The organization said that it had moved the clock’s hands closer to that dreaded day — from 90 seconds to midnight to 89 seconds to midnight. It cited the threats posed by nuclear weapons, climate change and the potential misuse of biological science and artificial intelligence — existential dangers it said had been exacerbated by the spread of misinformation, disinformation and conspiracy theories.
“In setting the Clock one second closer to midnight, we send a stark signal: Because the world is already perilously close to the precipice, a move of even a single second should be taken as an indication of extreme danger and an unmistakable warning that every second of delay in reversing course increases the probability of global disaster,” the bulletin said in a statement.
The clock is set by the organization’s Science and Security Board, made up of experts in nuclear technology, global security, climate science and other fields. The clock was created in 1947, when the organization’s concerns revolved around the prospect of nuclear war between the United States and the Soviet Union. The time then was set at seven minutes to midnight.

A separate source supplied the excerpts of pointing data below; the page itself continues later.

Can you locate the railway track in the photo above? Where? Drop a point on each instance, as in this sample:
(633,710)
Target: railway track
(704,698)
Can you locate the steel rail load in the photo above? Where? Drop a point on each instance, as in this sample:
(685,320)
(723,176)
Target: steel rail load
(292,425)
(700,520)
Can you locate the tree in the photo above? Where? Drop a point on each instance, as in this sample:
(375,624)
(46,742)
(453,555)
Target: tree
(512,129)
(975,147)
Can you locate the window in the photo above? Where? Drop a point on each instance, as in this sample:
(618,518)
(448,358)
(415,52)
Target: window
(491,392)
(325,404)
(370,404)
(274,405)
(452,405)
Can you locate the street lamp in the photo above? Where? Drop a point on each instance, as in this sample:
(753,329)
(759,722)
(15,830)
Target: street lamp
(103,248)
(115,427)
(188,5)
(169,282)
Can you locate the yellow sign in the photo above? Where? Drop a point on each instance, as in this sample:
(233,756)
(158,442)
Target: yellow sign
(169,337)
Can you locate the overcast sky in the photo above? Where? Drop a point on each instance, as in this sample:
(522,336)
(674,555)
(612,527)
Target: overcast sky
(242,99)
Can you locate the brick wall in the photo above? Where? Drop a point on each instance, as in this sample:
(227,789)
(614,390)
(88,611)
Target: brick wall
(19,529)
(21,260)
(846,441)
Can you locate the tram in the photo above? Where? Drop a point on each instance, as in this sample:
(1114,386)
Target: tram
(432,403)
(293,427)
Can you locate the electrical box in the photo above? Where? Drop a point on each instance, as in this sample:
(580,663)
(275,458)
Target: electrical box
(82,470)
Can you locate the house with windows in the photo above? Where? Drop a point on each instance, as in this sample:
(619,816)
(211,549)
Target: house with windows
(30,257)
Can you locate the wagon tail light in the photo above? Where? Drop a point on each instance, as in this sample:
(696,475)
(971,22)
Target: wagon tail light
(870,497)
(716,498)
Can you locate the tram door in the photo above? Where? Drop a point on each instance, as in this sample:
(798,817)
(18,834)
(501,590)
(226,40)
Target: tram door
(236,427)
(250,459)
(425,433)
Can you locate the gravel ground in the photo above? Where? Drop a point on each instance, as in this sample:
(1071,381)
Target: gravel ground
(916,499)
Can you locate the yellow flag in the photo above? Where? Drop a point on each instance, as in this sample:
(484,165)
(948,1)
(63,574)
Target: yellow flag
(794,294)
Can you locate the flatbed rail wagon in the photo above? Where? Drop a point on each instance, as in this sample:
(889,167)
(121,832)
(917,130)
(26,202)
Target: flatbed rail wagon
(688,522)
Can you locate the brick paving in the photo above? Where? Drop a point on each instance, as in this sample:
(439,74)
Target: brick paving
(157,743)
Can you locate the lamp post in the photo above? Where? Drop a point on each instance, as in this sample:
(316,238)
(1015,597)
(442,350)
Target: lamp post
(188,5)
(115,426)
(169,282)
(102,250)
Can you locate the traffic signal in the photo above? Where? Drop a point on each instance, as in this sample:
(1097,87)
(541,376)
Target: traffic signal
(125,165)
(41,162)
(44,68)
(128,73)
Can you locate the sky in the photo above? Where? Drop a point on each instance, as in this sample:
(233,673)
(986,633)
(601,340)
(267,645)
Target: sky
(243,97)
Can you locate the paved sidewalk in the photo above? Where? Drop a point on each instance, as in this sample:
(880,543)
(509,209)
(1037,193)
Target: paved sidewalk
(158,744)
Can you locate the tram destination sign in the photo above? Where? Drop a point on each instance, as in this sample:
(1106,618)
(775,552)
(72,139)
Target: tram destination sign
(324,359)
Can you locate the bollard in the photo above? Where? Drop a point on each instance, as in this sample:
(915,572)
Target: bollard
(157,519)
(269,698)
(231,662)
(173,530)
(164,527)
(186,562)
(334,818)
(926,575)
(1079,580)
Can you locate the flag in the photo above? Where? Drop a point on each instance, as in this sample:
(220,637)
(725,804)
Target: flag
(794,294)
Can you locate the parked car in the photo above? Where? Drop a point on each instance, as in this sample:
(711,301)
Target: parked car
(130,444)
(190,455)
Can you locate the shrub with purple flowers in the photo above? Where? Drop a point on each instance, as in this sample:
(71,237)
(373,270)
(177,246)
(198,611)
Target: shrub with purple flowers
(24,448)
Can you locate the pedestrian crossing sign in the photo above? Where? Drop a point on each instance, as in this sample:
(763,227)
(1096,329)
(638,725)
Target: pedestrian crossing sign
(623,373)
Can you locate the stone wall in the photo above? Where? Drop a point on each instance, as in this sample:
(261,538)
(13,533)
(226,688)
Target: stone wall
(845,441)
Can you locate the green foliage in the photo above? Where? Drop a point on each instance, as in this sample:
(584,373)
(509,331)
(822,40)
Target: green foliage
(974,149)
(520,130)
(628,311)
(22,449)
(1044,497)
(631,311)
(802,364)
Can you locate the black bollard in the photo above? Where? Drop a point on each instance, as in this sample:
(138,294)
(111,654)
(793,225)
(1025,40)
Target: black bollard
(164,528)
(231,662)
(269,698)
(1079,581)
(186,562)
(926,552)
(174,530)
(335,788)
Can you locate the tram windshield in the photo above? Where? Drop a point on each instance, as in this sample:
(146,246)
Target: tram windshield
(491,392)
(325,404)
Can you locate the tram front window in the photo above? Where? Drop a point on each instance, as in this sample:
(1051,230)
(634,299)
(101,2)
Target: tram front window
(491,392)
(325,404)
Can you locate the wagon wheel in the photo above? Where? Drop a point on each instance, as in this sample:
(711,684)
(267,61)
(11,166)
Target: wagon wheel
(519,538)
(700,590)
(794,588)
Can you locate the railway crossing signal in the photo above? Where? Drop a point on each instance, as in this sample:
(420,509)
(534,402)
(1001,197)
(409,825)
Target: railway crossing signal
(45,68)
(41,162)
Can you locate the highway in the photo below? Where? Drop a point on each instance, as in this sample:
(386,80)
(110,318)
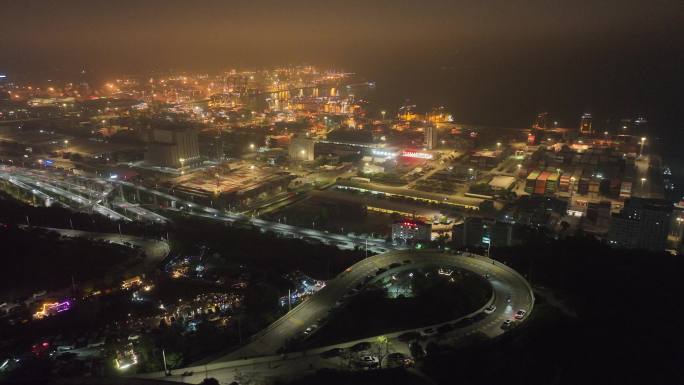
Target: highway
(258,362)
(349,242)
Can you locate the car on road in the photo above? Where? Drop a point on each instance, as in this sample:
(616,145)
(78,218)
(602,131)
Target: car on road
(310,329)
(334,352)
(397,360)
(417,350)
(361,346)
(520,314)
(367,361)
(463,322)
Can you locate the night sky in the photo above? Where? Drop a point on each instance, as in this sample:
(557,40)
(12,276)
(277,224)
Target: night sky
(495,62)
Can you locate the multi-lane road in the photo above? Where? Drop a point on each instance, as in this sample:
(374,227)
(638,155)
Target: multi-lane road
(91,193)
(258,361)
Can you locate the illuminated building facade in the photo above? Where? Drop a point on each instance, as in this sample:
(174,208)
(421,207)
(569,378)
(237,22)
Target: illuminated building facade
(431,137)
(411,230)
(642,224)
(172,147)
(302,149)
(585,124)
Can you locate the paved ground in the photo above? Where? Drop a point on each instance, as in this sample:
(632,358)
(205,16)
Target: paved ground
(258,363)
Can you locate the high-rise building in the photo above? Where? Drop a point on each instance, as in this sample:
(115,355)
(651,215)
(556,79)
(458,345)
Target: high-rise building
(301,148)
(172,147)
(430,137)
(642,224)
(542,121)
(411,230)
(585,124)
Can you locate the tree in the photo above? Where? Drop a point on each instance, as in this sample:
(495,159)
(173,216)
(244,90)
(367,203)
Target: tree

Since then, the scientists behind the project have broadened their focus to consider other threats like climate change, infectious disease and the spread of misinformation fueled by artificial intelligence. And the clock’s hands have moved back and forth. The last shift was in January 2023, when the clock was changed from 100 seconds to midnight to 90 seconds to midnight, largely because of the war in Ukraine.
The clock was set farthest from midnight in 1991, after the United States and the Soviet Union signed the Strategic Arms Reduction Treaty, designed to scale down their stockpiles of long-lange nuclear weapons. In response, the bulletin moved the clock to 17 minutes to midnight.